Banking is serious business for serious individuals and institutions. Financial services are for stable entities in thoughtful, analytical environments. This is real life for the real world. It’s not a video game.
But then again. . .
A couple of years ago, Nintendo earned praise for incorporating some new and exciting capabilities into its new Wii U platform, such as the GamePad, a new controller with a 6.2 inch touchscreen. But there was also something else. In fact, this was the first gaming platform to incorporate Near Field Communication, or NFC.
But that’s gaming. Here’s what it has to do with banking.
First, for the uninitiated, NFC comprises a set of standards for mobile and other devices to establish radio communication through touching or proximity, collectively encompassing a broad spectrum of communications protocols and data exchange formats. We already have quite a few applications taking advantage of these protocols, from contactless transactions to simplified Wi-Fi.

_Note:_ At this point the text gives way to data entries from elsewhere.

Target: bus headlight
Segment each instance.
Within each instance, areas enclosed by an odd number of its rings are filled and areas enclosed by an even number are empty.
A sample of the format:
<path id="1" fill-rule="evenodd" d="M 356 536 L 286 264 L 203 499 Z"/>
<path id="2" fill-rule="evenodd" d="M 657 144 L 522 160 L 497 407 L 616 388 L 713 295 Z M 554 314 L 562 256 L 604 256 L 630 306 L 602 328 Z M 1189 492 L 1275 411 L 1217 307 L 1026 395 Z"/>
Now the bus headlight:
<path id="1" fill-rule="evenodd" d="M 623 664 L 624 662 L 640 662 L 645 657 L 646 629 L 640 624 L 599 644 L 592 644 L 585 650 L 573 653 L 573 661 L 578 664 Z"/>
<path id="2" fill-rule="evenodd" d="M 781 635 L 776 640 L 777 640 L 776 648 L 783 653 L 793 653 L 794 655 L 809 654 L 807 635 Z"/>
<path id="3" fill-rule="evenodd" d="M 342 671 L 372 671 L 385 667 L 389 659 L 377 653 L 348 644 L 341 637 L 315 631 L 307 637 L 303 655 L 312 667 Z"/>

As the industry trade publication American Banker pointed out recently, financial services corporations have long sought to boost the use of NFC services for mobile payments. But as with many other aspects payments, success has been hard to come by. And that’s exactly why hose sober, solid and sensible banking industry types should look to industries such and video gaming—and more specifically companies like Nintendo—for pointers on what to do.

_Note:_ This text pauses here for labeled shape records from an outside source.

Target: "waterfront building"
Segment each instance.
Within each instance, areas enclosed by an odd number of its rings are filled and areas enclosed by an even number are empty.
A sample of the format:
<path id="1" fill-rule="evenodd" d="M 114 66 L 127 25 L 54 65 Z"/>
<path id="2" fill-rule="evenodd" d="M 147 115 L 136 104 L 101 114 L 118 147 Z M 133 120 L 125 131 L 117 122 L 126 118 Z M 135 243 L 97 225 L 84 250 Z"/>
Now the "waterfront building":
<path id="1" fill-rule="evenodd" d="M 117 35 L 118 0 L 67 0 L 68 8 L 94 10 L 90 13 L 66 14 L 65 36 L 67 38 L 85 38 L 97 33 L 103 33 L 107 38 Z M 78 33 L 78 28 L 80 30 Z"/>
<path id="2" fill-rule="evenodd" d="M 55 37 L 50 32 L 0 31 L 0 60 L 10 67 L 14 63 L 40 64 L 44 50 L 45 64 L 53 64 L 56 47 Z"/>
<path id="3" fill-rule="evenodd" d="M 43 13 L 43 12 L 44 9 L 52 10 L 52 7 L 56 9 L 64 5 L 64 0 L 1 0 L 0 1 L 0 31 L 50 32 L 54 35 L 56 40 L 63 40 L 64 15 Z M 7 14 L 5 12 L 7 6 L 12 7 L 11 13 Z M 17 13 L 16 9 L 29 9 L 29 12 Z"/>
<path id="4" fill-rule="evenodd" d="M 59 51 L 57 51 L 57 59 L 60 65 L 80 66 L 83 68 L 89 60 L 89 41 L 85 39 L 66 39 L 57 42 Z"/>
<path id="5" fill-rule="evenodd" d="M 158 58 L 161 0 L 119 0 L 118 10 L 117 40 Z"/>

To be sure, there’s quite a bit of success to emulate. The original NFC technology in the Nintendo console didn’t seem to have much purpose, but the company recently that the reader will come to life through a series of NFC figurines that easily interact with many popular games. Those figurines, incidentally are also sold as action figures; the character equivalents take life in the game, and can follow multiple storylines in accordance with the layers’ preferences.
Here’s one sign of the success. This represents another potentially lucrative channel for the creators and owners of these figurines, including Disney and Activision. The latter’s Skylanders was an original backer of this concept, and the franchise passed $2 billion in revenue earlier this year.
Here’s the point: Consumers can make mobile payments through a variety of channels right now, saving massive costs for the financial services institutions involved. But very few are doing it. There might yet be large-scale adoption, and the numbers will surely keep growing, but the truth is that technology is a fickle business. We don’t really know why some advances take off immediately and others take time. So far, at least, this one hasn’t.
But we also know that the next generation—the one obsessively playing video games right now—will be opening back accounts soon enough. Those now-youngsters will have absolutely no understanding of a world without millions of mobile apps, and it will be completely comfortable with NFC.
Banking and multi-players games surely make for an odd hybrid, but there are precedents. Innovators such as American Express have been embedded in this market for years, specifically to wean an emerging generation of cardholders. Several telecom giants have also had some success with built-in NFC capabilities.
Today, it seems like a long leap from shoot-’em-up games to, say, mortgage banking. But that’s exactly what innovation requires—a leap in imagination and then practice. Those pesky kids playing games today will be opening bank accounts and making payments tomorrow. We need to find ways to reach them before that.